Andreu Martín

Blog del escritor Andreu Martín

OPERACIÓN CATARATAS (2)

El ojo izquierdo. 

En la Clínica Barraquer todo está calculado.

https://www.youtube.com/watch?v=4nxPVNM-Leg

 

Las dos principales salas de espera del vestíbulo están pobladas en su mayoría por chilabas y turbantes, probablemente jeques, familiares de jeques, guardaespaldas y séquitos procedentes de los emiratos árabes, a menos que sean figurantes contratados en el Raval para dar tono. Como su forma de vestir no es especialmente lujosa, hace que te sientas uno más entre iguales y, cuando cierras los ojos aguardando a que te llamen, puedes imaginar que piensas en tus pozos de petróleo, tu harén o que estás tomando el sol en medio de tu desierto, con tu cervecita y tal.

Te llaman y te conducen a una habitación tan reducida que le llaman el box. En la pared, fotografías que plasman la actividad de la Fundación Barraquer en zonas pobres de África, donde practican a lo largo del año un sinnúmero de operaciones gratuitas a gente que ya se daba por ciega y que recupera la visión como quien vive un milagro. Ninguna broma al respecto. También debo destacar que la Clínica Barraquer hace precios especiales, muy rebajados, a quienes demuestran que perciben ingresos por debajo de una determinada cantidad.

El caso es que, en el box, hay de todo: televisor de plasma con tropecientos canales, la mitad de los cuales de Al Jazeera, un sillón formidable como un trono de rey ostentoso y un silloncito más modesto al lado.  Yo enseguida pensé que el gran butacón era para Rosa María, que me acompañaba abnegada y, dado el estado de postración causado por las cataratas, había tenido que transportarme en brazos desde el aparcamiento hasta allí pero no. La enfermera lo dejó claro: el butacón era para mí y para los acompañantes era la butaquita, así que me resigné y ocupé aquel mueble mullido en que cualquier emir habría pagado por instalarse definitivamente.

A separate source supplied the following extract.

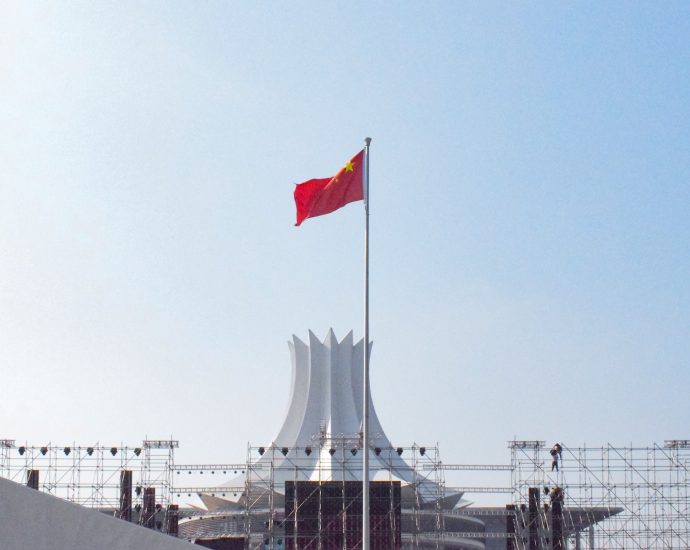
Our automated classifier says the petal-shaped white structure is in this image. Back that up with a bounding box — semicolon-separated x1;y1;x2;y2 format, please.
214;329;462;508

En el box, una especie de pijama verde y un gorro verde de plástico para impedir que algún mechón de cabellos de mi pelambrera pueda estorbar en la delicada operación. Yo había preguntado a uno de los médicos que me había atendido en días anteriores si debía llevar algún tipo de equipaje para mi odisea y me aconsejó un batín (por si el pijama verde me parecía demasiado frío) y unas zapatillas. Así que, por consejo de la enfermera, me quité toda la ropa excepto los slips o calzoncillos (yo los llamo calzoncillos, la enfermera, más joven y más moderna, los llamó slips), me puse el batín de cuadros —descubrí en ese momento que tal vez necesitaba un zurcido y un lavado— y mis confortables pantuflas, o sea, esas zapatillas de andar por casa, blandas, acolchadas y comodísimas, que tengo desde hace años y de las que suelo prescindir cuando vienen a entregarme un paquete porque eran el juguete preferido de Brisca cuando era pequeña y se pasó largas horas mordisqueándolas, deshilachándolas y deformándolas.

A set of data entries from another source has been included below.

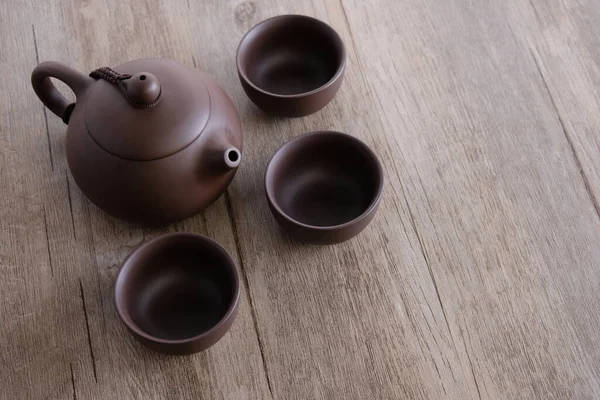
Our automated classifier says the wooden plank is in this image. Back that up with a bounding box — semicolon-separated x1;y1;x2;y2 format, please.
197;1;477;399
343;0;600;399
507;0;600;215
0;0;600;399
0;1;270;399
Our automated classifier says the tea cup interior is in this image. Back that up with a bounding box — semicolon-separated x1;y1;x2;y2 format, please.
116;236;237;340
266;132;382;227
238;15;344;95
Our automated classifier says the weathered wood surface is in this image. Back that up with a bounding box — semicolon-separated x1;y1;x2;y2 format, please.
0;0;600;399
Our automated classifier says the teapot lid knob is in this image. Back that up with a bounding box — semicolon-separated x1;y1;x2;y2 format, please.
123;72;161;108
90;67;162;108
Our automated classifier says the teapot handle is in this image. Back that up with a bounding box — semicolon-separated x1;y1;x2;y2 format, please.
31;61;95;124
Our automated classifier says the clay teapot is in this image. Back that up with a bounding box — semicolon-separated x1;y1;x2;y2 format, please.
31;59;242;225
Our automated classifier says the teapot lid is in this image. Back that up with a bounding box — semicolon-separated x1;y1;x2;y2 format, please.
84;59;211;161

Rosa María, naturalmente, me preguntó:

—¿Estas zapatillas te has traído?

—No tengo otras  —respondí.

—Habérmelo dicho  —replicó ella con una mueca que significaba que ya sabía lo que me iba a regalar por mi cumpleaños. (¡Sorpresa!) 

Esperamos con paciencia de pacientes.

Alterné la práctica del sudoku con la amena conversación con mi esposa y esporádicas nuevas pruebas a las que me sometió concienzudamente una enfermera deliciosa, de esas bellezas que podríamos llamar infantiles: que si la tensión arterial, que si pincharme el dedo, para continuar dando trascendencia al asunto. Lo hacen de manera muy sabia, para que nunca bajes la guardia. Por ejemplo, cuando te someten a un pequeño test: ¿es usted alérgico a algo?, ¿qué medicamentos está tomando?, ¿a qué hora ha ingerido el último alimento?  «El último alimento» suena potente, ¿no?  El último alimento. Y definitivo. Y, por fin, el toque del peso.

—¿Cuánto pesa? 

Ahí sí que me pilló la encantadora enfermera. No sabía cuánto pesaba. Hacía siglos que no me había pesado. No soy de esas personas obsesionadas por el peso, como ese vecino que tenía en el otro piso, que tenía una báscula que cada día vociferaba su peso a través de los tabiques. Últimamente, la gente dice que me he adelgazado, pero con eso no bastaba. La enfermera sonrió y ladeó la cabeza como diciendo «Vaya, señor Martín, por fin una mancha en su historial». Uno de esos instantes en que piensas en tornillos oxidados. «Bueno, le traeré una báscula y se pesará», dijo mientras me miraba con ojillos malvados. No me trajo la báscula. ¿No traen la báscula?  El tornillo oxidado. Oh, Dios mío.